Evidence Rating Level: 2 (Good)
Study Rundown: The COVID-19 pandemic has forced hospitals to reallocate resources, reduce operating room capacity, and shift protocols regarding clinical management strategies. These changes have raised concerns regarding delaying acute treatment for patients with a traumatic injury. This retrospective cohort study (secondary analysis of the PREP-IT trial) investigated whether COVID-19-related policies were associated with increased delays in urgent fracture surgery beyond national time-to-surgery benchmarks.
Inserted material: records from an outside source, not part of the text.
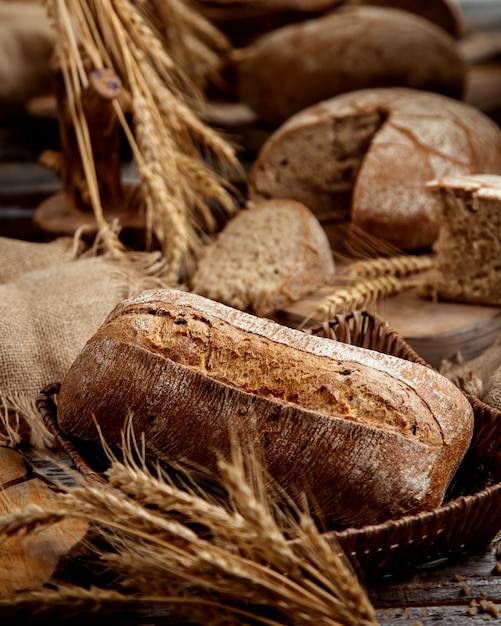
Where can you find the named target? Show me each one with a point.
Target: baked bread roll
(351, 48)
(468, 249)
(244, 20)
(366, 157)
(447, 14)
(365, 436)
(271, 254)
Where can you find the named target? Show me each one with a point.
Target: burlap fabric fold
(18, 257)
(46, 316)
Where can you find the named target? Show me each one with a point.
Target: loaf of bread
(271, 254)
(366, 156)
(244, 20)
(468, 250)
(363, 435)
(447, 14)
(350, 48)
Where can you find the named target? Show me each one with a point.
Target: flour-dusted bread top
(365, 436)
(269, 255)
(468, 249)
(380, 146)
(350, 48)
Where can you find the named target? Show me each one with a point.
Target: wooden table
(466, 592)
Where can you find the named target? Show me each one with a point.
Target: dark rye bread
(244, 20)
(444, 13)
(366, 157)
(350, 48)
(365, 436)
(467, 266)
(269, 255)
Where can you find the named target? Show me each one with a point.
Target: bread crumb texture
(270, 255)
(398, 140)
(468, 250)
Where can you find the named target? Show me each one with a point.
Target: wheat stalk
(358, 295)
(400, 266)
(163, 556)
(151, 47)
(367, 281)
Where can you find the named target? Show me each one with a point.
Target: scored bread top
(263, 357)
(405, 137)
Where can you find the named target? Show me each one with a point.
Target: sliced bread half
(269, 255)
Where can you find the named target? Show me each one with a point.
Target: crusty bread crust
(350, 48)
(419, 136)
(271, 254)
(468, 249)
(365, 436)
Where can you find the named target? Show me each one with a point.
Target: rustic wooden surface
(461, 592)
(29, 560)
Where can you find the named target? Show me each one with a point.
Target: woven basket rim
(367, 545)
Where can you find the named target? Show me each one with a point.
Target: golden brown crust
(271, 254)
(419, 136)
(351, 48)
(191, 370)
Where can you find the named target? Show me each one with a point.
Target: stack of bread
(364, 107)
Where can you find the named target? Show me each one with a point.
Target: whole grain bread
(364, 435)
(468, 250)
(268, 256)
(349, 48)
(447, 14)
(242, 21)
(366, 157)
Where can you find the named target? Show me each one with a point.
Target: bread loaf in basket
(365, 436)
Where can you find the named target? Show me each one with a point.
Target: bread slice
(365, 436)
(467, 267)
(269, 255)
(367, 155)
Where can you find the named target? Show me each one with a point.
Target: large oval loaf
(366, 436)
(353, 47)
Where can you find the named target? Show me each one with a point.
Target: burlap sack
(27, 42)
(18, 257)
(46, 316)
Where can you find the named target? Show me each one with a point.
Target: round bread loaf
(350, 48)
(244, 20)
(364, 435)
(468, 249)
(447, 14)
(271, 254)
(367, 155)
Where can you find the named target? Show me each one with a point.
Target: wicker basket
(471, 514)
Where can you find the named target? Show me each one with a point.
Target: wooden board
(29, 560)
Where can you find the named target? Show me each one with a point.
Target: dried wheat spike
(400, 265)
(359, 295)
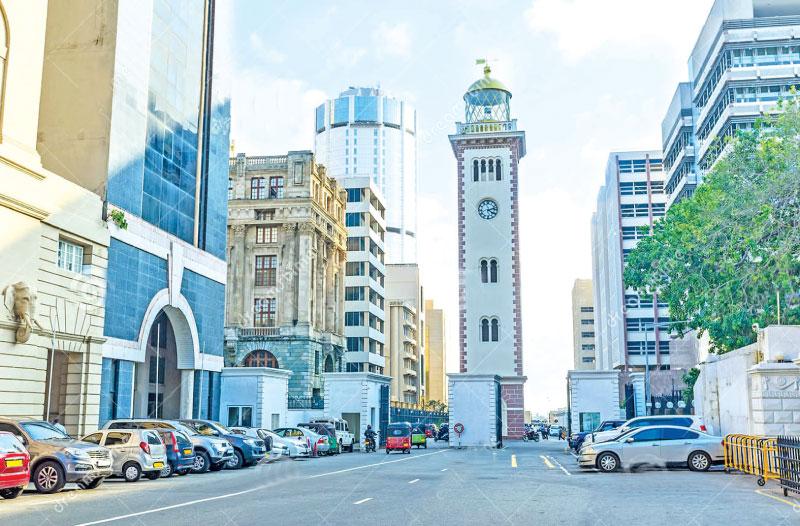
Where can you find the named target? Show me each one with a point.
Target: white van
(343, 434)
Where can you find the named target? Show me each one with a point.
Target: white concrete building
(366, 133)
(364, 306)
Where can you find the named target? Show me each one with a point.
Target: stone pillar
(774, 398)
(187, 393)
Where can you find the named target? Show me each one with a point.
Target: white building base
(593, 397)
(263, 389)
(474, 402)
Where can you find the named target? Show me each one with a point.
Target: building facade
(53, 255)
(488, 147)
(406, 329)
(742, 64)
(286, 265)
(628, 204)
(366, 133)
(583, 336)
(139, 119)
(365, 315)
(435, 354)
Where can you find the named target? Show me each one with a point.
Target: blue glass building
(158, 129)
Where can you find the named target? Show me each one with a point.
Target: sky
(587, 77)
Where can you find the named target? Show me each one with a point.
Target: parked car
(656, 446)
(247, 451)
(326, 430)
(211, 453)
(344, 438)
(57, 458)
(134, 452)
(276, 446)
(14, 466)
(690, 421)
(576, 439)
(318, 443)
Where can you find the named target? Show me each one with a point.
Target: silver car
(57, 458)
(134, 452)
(661, 446)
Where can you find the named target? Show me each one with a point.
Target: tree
(729, 256)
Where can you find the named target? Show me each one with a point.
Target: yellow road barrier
(752, 454)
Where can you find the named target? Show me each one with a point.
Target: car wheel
(131, 472)
(11, 493)
(201, 462)
(699, 461)
(49, 477)
(92, 484)
(607, 462)
(237, 461)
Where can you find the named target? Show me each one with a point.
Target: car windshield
(43, 431)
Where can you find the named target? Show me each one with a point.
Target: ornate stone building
(286, 266)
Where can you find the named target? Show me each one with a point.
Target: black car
(576, 440)
(247, 451)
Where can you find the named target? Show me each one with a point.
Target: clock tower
(488, 147)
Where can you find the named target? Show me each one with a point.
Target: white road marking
(245, 492)
(560, 466)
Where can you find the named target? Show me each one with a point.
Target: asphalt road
(536, 483)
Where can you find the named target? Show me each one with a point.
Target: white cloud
(582, 27)
(392, 40)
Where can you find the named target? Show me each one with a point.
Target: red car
(14, 466)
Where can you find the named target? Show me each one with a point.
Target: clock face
(487, 209)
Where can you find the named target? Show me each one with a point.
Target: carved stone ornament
(20, 301)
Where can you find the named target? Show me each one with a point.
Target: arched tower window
(261, 358)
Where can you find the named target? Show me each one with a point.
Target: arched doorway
(157, 389)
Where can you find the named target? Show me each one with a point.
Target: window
(266, 271)
(240, 415)
(258, 188)
(264, 312)
(261, 358)
(70, 256)
(266, 234)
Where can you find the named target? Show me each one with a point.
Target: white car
(690, 421)
(280, 448)
(662, 446)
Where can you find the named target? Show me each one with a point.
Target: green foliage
(722, 257)
(690, 378)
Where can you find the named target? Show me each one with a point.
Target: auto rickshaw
(418, 436)
(398, 437)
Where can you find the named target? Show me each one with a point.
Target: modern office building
(364, 305)
(286, 261)
(405, 328)
(743, 62)
(435, 355)
(131, 110)
(53, 252)
(488, 147)
(628, 204)
(366, 133)
(583, 336)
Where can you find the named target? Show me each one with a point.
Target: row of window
(487, 170)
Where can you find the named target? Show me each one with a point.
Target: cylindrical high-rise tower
(365, 132)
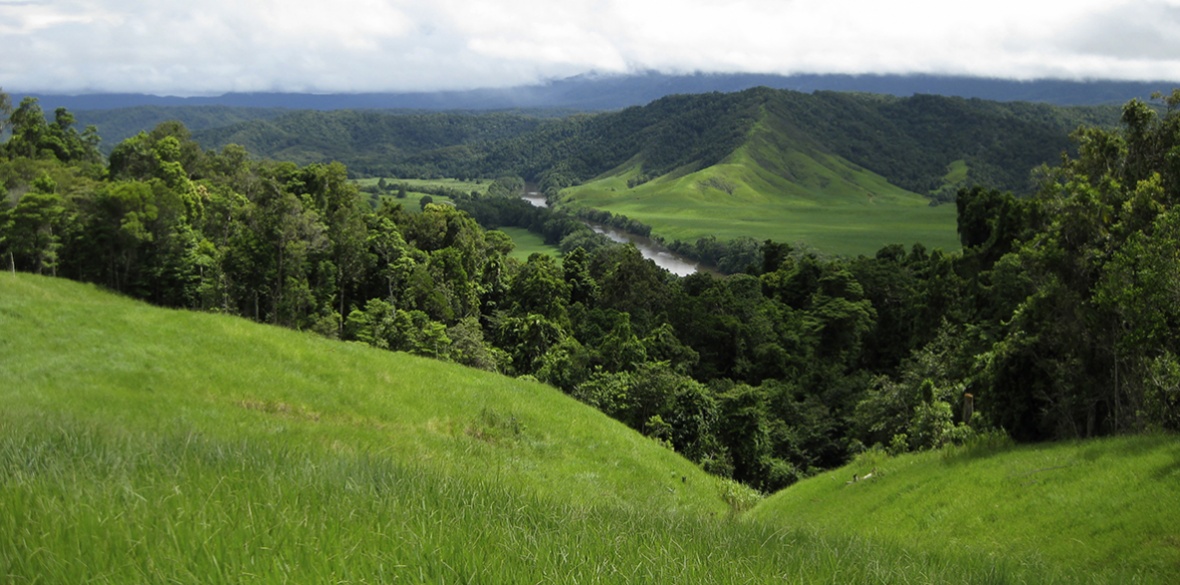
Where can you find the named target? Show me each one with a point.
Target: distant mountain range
(596, 92)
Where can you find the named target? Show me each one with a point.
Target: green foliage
(1066, 504)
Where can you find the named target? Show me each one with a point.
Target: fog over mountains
(596, 92)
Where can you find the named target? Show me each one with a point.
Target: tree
(5, 111)
(32, 230)
(28, 129)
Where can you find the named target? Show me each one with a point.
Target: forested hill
(1060, 314)
(908, 140)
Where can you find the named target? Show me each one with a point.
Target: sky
(200, 47)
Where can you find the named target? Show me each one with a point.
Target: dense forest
(1061, 316)
(908, 140)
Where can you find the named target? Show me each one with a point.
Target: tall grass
(146, 446)
(92, 504)
(1107, 507)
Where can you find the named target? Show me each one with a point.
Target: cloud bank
(216, 46)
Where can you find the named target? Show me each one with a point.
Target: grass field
(528, 243)
(1106, 506)
(141, 445)
(769, 191)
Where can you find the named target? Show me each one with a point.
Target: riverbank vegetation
(1059, 315)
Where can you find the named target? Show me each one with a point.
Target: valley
(935, 341)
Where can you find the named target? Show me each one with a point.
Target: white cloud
(398, 45)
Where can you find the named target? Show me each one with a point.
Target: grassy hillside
(777, 185)
(1106, 506)
(103, 360)
(141, 445)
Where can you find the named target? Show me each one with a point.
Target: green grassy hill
(1107, 506)
(98, 359)
(142, 445)
(777, 185)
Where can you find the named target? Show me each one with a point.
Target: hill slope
(87, 355)
(1102, 505)
(139, 445)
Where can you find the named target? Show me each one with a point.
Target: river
(648, 248)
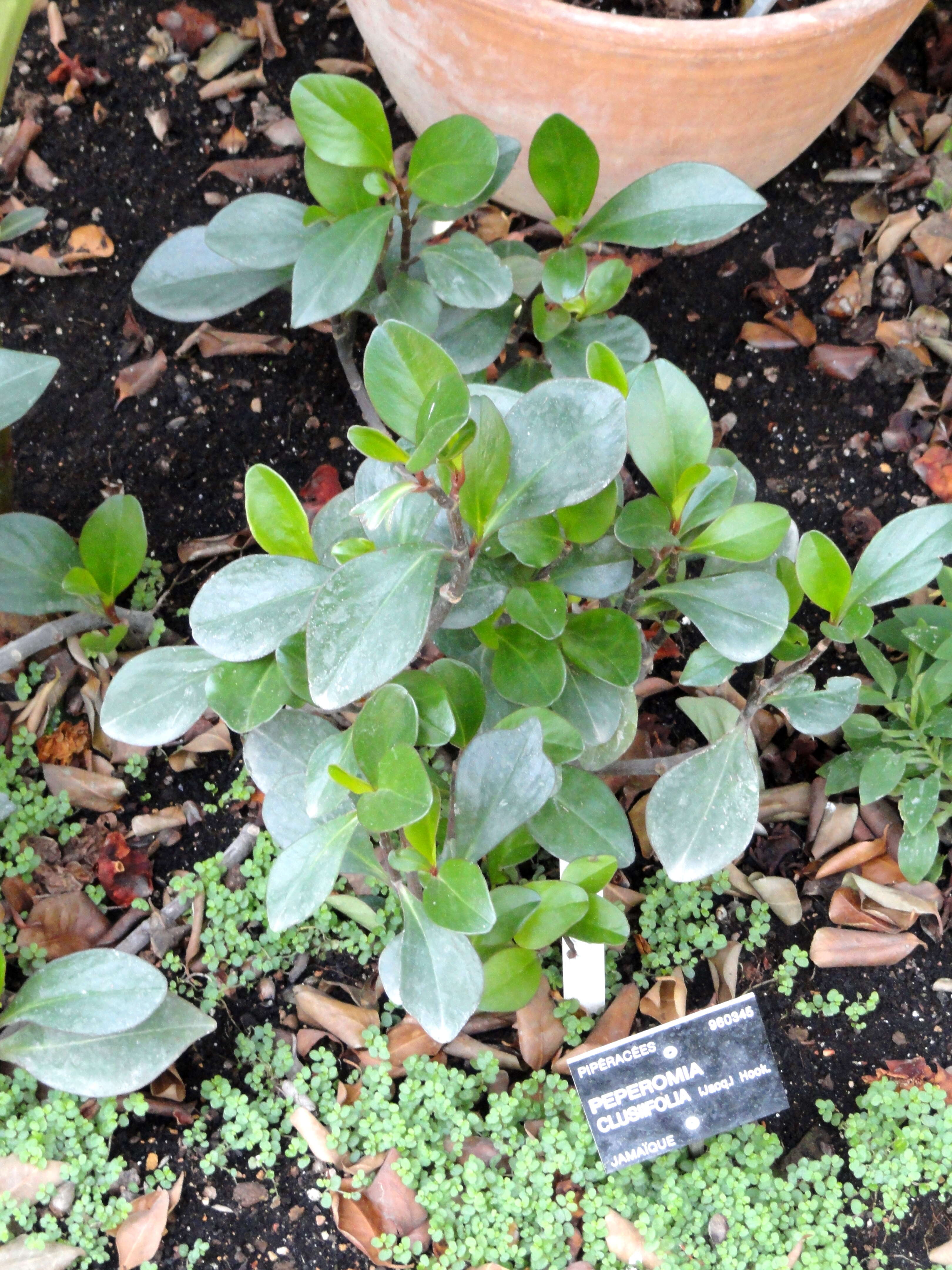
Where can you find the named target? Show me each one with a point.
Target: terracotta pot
(746, 93)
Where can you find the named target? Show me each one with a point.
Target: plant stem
(13, 19)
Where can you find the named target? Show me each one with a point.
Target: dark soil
(183, 451)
The time-to-surgery benchmark for open fractures, hip fractures, and femoral shaft fractures is 24-hour from injury. This study enrolled 3598 patients from 20 sites across the U.S. and Canada, who presented with an open extremity fracture needing surgery or a closed lower extremity or pelvis fracture requiring surgery. The primary outcome was the proportion of these patients who had surgery within 24 hours of injury. March 13, 2020 was chosen as the threshold for when COVID-19-related hospital policies materialized. In the open fracture group, 30/1126 (2.7%) pre-COVID-19 patients compared to 24/609 (3.9%) patients during COVID-19 did not meet the 24-hour time-to-surgery benchmark; no association was found between admission during the pandemic and operating room delay (Odds ratio [OR]: 1.40 [95%: 0.77-2.55]; p= 0.28). In the closed fracture group, 244/1058 (23.1%) pre-COVID-19 patients compared to 163/805 (20.2%) COVID-19-era patients did not meet the 24-hour benchmark; no association was detected between admission during the pandemic and time-to-surgery beyond 24 hours (OR: 1.01 [95% CI: 0.74-1.37]; p= 0.97). Even in areas where the COVID-19 case rate was increased, there was no association detected between regional case rate and time-to-surgery delay for closed fractures (OR: 1.07 [95% CI: 0.70-1.64]; p= 0.76). Open fracture surgery delays were not evaluated on a regional basis. This study was limited by the low rate of cases who failed to meet open fracture surgery benchmarks; this restricted the ability to evaluate the association between regional COVID-19 cases and time-to-surgery for this cohort. Overall, this retrospective cohort study demonstrated that 24-hour time-to-surgery benchmarks for open and closed fractures were unaffected by COVID-19 hospital policies compared to pre-pandemic.